The Winter Market Finds You Need to Beat the Cold
Tod & Vixen’s Dry Gin 1651
Luminaries of the spirits world helped create The Vale Fox Distillery’s Tod & Vixen’s Dry Gin 1651, including recruited bartenders Gaz Regan (aka Gary Regan), Leo Robitschek, and Jeffrey Morgenthaler, as well as Vale Fox master distiller Roselyn Thomson (formerly with John Dewar & Sons).
A meticulously designed spirit, the gin was crafted by first distilling each botanical separately, then perfecting their combination.
Ami Fixler started brewing kombucha for himself, shared it with friends who said he should sell it — and Calm Bucha was born.
The four-year-old, New Paltz–based business sells the organic, unpasteurized fermented beverages in reusable pints, quarts, and half gallons ($6, $15, $25; cheaper for refills) at 60 locations. Ten flavors are available at a time. The newest is blueberry mint.
Trumpets, whole grain reginetti, beet fusilli, and hemp rigatoni — Sfoglini sure isn’t Ronzoni.

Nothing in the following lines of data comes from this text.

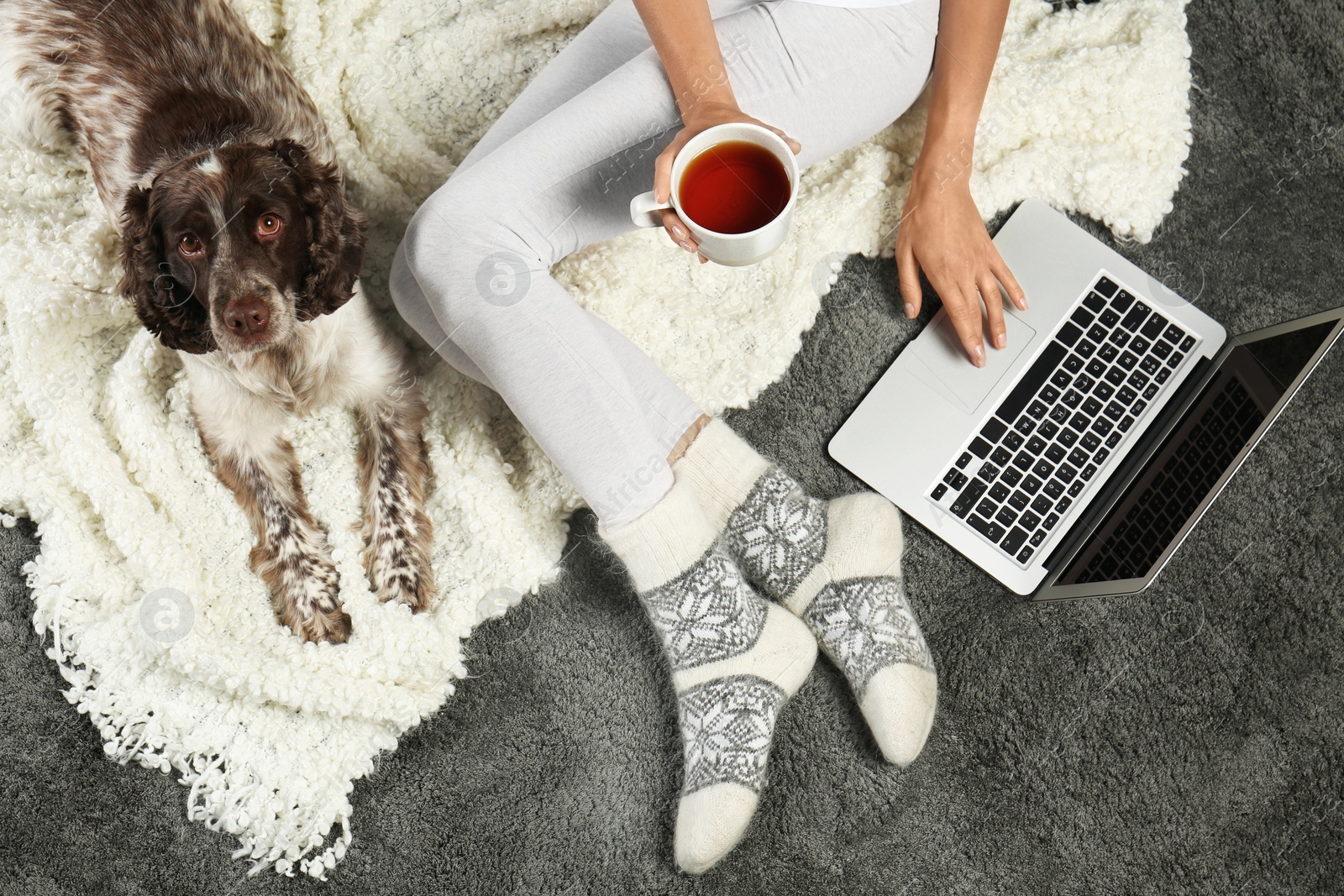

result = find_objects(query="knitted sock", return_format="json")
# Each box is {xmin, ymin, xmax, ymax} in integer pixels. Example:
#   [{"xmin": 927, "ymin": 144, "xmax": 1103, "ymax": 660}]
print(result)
[
  {"xmin": 598, "ymin": 477, "xmax": 817, "ymax": 874},
  {"xmin": 674, "ymin": 419, "xmax": 938, "ymax": 766}
]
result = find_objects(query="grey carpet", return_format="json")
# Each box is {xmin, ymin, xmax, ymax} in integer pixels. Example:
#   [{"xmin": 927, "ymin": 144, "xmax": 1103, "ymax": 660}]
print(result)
[{"xmin": 0, "ymin": 0, "xmax": 1344, "ymax": 896}]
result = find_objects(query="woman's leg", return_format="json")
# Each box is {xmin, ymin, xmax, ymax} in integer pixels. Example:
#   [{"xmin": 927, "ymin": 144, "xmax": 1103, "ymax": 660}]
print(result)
[
  {"xmin": 392, "ymin": 0, "xmax": 937, "ymax": 872},
  {"xmin": 459, "ymin": 0, "xmax": 757, "ymax": 170},
  {"xmin": 392, "ymin": 0, "xmax": 937, "ymax": 525}
]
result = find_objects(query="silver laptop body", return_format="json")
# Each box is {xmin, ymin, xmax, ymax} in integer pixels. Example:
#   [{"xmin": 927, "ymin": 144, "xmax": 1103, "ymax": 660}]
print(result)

The company uses organic whole grain and ancient grain wheats from New York State farmers, and its pasta-making machinery employs traditional bronze dies/plates to produce a rough texture on the pastas, ideal for accompanying sauces.
Bjorn Qorn is popped in Kerhonkson, using the heat of the sun, enormous mirrored reflectors, and a solar-electric facility. Made with homegrown and local corn, it is available in several sizes (3 ounces is about $5) and in several flavors: classic, spicy (jalapeño powder), and cloudy (salty).
There’s no butter or cheese; that delicious flavor comes from nutritional yeast (with high-quality protein and B vitamins).